Le peuple Français est de droite et son vieillissement inéluctable ne fait qu’amplifier le phénomène car il est plus courant en prenant de l’âge de passer de gauche à droite que le contraire – affaire de richesses cumulées et de peur d’être dépossédé vraisemblablement.

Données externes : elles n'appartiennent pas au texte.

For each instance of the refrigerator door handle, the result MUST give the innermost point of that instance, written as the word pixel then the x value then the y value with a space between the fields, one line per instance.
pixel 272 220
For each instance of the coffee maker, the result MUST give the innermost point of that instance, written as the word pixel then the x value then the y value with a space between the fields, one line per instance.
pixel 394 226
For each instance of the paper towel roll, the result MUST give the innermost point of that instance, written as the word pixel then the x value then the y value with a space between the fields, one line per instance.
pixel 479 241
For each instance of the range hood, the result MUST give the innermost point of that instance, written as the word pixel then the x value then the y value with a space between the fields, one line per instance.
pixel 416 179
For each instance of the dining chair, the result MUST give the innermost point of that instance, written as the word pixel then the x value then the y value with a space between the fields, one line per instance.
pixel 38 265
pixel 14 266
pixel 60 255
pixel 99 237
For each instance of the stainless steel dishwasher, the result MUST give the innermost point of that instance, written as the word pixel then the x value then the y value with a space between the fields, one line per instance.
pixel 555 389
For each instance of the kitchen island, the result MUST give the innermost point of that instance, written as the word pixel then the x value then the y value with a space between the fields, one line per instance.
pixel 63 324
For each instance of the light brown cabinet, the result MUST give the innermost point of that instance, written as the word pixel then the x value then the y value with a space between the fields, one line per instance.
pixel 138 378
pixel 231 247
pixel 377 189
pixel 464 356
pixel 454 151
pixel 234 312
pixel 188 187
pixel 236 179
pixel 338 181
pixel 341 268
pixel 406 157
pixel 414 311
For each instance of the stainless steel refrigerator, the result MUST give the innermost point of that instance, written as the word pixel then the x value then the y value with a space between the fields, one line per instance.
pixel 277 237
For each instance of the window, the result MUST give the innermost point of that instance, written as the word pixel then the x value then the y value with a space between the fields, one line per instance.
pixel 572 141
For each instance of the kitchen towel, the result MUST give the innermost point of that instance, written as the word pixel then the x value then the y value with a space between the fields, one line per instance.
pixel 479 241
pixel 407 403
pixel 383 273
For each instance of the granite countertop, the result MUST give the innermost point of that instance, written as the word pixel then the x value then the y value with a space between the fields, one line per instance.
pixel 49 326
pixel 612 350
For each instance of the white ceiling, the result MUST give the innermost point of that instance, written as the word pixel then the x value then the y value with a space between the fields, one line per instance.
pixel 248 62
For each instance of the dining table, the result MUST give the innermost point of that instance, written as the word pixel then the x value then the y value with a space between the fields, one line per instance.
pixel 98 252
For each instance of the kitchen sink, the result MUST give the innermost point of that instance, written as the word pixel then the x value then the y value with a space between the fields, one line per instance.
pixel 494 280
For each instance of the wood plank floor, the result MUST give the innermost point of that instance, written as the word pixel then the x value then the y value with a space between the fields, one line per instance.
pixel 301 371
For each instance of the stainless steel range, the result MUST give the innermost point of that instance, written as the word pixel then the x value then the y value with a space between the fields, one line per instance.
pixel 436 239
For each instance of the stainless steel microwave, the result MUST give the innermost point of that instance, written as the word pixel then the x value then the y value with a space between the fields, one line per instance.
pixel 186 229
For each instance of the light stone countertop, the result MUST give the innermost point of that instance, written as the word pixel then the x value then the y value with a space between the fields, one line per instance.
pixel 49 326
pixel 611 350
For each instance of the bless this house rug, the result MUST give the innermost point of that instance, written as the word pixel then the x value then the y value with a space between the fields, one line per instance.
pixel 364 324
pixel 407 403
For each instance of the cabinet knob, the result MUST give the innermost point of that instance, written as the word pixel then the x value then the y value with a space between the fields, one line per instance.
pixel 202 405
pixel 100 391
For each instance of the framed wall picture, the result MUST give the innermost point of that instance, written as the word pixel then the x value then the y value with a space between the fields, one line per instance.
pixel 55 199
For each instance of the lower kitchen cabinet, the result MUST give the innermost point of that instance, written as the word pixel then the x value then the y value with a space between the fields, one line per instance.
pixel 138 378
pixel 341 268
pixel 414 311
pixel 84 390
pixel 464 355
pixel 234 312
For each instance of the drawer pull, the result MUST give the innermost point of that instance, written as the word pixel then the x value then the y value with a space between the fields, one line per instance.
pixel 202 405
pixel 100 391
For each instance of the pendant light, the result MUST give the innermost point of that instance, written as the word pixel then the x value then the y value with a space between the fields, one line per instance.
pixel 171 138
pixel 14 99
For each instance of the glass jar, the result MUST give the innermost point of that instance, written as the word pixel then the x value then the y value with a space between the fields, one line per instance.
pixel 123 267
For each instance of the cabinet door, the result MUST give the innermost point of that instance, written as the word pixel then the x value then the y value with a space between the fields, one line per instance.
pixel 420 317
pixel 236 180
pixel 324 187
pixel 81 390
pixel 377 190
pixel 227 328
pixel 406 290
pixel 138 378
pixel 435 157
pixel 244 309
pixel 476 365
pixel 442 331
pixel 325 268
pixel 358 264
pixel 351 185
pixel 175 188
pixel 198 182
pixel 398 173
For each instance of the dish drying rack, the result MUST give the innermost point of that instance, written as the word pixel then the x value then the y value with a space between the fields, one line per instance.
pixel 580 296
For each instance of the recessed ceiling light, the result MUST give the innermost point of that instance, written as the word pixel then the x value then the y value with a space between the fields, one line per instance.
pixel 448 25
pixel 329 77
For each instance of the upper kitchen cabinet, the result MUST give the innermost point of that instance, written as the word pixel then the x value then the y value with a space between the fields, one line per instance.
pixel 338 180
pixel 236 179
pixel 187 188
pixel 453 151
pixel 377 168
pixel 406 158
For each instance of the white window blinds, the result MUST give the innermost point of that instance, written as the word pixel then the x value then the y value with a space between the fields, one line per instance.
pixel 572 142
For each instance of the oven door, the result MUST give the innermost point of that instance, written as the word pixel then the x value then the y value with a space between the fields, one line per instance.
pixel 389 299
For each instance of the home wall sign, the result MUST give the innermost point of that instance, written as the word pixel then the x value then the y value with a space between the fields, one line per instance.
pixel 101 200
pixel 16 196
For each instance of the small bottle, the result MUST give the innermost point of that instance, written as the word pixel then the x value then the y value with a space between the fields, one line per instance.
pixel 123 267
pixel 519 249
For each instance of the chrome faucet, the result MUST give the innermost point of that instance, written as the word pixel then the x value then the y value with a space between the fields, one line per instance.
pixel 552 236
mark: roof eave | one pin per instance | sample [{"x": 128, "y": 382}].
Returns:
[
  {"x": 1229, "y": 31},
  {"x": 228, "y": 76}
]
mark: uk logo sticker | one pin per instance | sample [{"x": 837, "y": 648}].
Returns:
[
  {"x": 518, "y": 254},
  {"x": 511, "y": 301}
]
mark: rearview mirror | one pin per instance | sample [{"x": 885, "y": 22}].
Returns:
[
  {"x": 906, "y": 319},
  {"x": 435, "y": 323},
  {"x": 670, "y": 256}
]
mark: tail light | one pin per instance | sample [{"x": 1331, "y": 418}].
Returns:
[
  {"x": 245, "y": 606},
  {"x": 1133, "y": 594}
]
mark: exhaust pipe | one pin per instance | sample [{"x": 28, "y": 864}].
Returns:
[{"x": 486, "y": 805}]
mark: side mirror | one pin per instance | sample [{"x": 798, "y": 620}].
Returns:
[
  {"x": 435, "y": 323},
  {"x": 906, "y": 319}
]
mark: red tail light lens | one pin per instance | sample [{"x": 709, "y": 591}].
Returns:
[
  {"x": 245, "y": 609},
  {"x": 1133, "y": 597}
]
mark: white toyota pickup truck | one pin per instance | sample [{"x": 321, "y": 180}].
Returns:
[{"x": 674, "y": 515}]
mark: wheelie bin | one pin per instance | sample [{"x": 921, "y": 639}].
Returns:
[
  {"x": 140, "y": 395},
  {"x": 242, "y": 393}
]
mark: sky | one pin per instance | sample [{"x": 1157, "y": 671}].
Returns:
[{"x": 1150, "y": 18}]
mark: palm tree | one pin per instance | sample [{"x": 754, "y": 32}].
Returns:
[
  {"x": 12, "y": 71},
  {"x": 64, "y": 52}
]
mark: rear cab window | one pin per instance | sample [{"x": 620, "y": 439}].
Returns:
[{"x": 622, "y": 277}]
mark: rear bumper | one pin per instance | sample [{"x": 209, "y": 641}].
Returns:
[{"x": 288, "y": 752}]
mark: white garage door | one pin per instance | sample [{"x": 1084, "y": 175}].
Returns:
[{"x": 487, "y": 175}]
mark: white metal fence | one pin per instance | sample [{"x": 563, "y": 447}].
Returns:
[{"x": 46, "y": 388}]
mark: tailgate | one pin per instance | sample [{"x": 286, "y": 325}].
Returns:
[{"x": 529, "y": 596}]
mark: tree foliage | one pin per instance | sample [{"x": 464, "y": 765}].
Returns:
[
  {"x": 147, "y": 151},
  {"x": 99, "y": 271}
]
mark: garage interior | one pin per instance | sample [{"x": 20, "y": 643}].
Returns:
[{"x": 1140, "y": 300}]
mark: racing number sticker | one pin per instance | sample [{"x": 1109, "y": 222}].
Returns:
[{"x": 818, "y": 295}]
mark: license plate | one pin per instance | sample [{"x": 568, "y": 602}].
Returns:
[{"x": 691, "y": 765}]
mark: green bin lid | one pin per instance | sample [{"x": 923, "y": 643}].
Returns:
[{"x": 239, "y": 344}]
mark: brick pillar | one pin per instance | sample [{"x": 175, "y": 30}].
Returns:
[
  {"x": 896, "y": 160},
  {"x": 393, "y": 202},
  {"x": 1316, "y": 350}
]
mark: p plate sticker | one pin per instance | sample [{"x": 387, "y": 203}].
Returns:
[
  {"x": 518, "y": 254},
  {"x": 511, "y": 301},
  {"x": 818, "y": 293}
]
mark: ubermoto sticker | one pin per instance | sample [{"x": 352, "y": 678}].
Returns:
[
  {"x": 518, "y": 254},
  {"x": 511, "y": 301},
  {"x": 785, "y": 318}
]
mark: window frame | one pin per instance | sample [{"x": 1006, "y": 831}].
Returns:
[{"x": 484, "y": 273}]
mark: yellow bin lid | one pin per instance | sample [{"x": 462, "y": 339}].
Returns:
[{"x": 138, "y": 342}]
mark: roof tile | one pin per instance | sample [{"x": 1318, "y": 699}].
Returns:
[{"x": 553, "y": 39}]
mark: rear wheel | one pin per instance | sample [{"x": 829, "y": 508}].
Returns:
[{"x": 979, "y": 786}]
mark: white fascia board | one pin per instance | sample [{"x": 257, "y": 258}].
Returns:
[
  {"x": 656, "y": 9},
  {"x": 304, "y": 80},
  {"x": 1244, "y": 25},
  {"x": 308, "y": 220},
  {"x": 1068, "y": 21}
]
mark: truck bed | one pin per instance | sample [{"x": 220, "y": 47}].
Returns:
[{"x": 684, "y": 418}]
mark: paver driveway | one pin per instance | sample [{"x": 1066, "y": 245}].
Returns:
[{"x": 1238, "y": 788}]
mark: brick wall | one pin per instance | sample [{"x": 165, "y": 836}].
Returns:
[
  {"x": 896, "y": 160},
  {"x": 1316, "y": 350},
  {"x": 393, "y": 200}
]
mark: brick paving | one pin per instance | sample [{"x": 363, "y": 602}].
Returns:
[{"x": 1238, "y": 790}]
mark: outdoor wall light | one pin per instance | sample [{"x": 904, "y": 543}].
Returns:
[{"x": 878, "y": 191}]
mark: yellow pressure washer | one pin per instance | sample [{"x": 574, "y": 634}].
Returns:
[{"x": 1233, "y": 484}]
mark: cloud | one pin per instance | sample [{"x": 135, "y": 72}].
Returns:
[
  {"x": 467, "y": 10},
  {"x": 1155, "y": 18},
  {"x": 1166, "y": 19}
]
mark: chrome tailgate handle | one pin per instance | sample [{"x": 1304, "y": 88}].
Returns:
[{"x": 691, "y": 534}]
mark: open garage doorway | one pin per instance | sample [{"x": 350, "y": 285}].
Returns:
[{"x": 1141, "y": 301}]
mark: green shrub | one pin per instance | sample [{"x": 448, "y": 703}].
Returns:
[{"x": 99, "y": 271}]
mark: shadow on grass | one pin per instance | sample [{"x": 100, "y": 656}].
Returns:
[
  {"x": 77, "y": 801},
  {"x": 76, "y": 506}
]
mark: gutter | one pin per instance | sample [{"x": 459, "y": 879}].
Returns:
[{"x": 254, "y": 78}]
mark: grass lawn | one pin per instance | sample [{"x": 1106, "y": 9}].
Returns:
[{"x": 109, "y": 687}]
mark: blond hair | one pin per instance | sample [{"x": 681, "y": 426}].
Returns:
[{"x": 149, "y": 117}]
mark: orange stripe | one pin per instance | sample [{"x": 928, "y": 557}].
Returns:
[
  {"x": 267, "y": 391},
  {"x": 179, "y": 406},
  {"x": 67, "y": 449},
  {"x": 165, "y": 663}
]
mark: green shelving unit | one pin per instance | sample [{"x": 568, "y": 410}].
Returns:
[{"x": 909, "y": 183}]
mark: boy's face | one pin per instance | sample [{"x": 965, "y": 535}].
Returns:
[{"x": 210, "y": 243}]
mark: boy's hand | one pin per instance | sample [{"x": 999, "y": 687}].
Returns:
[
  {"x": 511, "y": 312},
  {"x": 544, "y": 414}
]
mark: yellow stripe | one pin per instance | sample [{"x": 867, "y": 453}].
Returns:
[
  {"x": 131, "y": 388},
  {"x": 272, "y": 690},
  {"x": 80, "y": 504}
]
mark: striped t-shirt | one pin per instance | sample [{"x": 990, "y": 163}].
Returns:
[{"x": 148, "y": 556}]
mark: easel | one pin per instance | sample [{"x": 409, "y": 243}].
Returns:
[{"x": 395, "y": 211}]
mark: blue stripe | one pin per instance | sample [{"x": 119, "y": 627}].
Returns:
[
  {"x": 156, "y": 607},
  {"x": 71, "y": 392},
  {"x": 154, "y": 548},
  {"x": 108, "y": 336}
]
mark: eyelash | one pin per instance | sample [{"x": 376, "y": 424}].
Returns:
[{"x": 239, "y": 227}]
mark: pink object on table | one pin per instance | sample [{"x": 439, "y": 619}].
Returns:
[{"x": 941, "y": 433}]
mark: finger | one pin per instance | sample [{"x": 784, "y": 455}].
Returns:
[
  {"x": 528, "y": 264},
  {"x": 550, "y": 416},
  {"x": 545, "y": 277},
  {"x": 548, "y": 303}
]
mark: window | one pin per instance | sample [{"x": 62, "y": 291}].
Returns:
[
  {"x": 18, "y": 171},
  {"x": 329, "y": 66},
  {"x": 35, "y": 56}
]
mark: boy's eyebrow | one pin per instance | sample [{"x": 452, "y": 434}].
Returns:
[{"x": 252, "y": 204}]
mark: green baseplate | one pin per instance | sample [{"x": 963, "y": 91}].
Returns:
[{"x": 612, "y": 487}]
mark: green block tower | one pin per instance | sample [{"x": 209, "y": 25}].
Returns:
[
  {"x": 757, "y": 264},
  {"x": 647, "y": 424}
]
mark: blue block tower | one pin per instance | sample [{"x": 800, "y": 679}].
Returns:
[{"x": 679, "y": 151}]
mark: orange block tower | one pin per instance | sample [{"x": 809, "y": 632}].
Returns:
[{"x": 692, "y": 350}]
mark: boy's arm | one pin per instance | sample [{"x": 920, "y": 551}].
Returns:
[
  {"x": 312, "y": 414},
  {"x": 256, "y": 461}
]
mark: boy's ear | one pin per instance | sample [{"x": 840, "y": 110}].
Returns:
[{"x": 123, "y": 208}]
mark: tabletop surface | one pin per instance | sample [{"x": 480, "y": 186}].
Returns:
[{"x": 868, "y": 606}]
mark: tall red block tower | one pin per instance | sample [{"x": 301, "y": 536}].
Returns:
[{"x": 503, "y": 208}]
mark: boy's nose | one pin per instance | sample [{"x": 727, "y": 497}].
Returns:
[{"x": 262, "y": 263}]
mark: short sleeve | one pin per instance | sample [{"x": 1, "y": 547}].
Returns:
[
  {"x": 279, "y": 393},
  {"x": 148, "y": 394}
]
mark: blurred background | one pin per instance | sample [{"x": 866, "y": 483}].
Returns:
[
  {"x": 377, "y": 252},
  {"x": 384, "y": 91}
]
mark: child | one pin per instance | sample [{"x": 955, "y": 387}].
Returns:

Si quelques rares fois la France bascule à gauche, ce n’est qu’accidentel, un épisode qui ne dure jamais très longtemps. Le peuple Français a sa légitime : la droite. Elle ne le traite pas toujours très bien : elle aime bien le mener avec un dédain mâtiné d’autoritarisme. Lui, le plus souvent, se laisse faire et se contente de grommeler dans la rue, jusqu’à ce qu’il craque, qu’il ne supporte plus sa férule et c’est l’accident, le petit coup de canif dans le contrat tacite entre ces deux-là. Il cède alors aux charmes de celle qui tente, si souvent en vain, de le séduire ; la gauche, c’est sa petite danseuse, celle qui lui coûte quelques fois un peu cher (pourtant combien lui coûte l’autre ?) mais qui le fait avancer, qui lui procure bien plus de joies, bien plus de plaisir – grands tabous de sa légitime. Mais une fois l’orgasme passé, il a tendance à oublier un peu vite ce qu’elle a fait pour lui, et il retourne alors vers l’autre, la grande bourgeoise, celle qui le tance, qui le regarde de haut en lui faisant les gros yeux, celle qui lui parle effort, mérite, autorité, celle qui ne lui cèdera rien mais sait pourtant se donner corps et âmes à ses riches et puissants amants.

 

Le sort de Ségolène Royal – Ségolène de gauche ou Ségolène centriste – paraît déjà joué : elle va très probablement perdre, sauf revirement exceptionnel. Ceci explique les ralliements divers à Nicolas Sarkozy : les députés UDF – mais rien d’étonnant en ce qui les concerne – et, annonce plus sûre de la victoire proche du candidat de droite, l’arrivée tonitruante de Jacques Ségala après le trouble Eric Besson.
Sarkozy va gagner. Il ne gagne pas au Loto ou au Quinté Plus, il est désigné par le peuple, qui comporte plus de petits, de sans grade, de salariés, de fonctionnaires, de retraités, de petits paysans que d’affiliés au MEDEF. La majorité est souveraine mais la majorité a-t-elle pour autant raison ? Cessons de critiquer nos dirigeants : on n’a que ceux que l’on a choisis, on n’a que ceux que l’on mérite.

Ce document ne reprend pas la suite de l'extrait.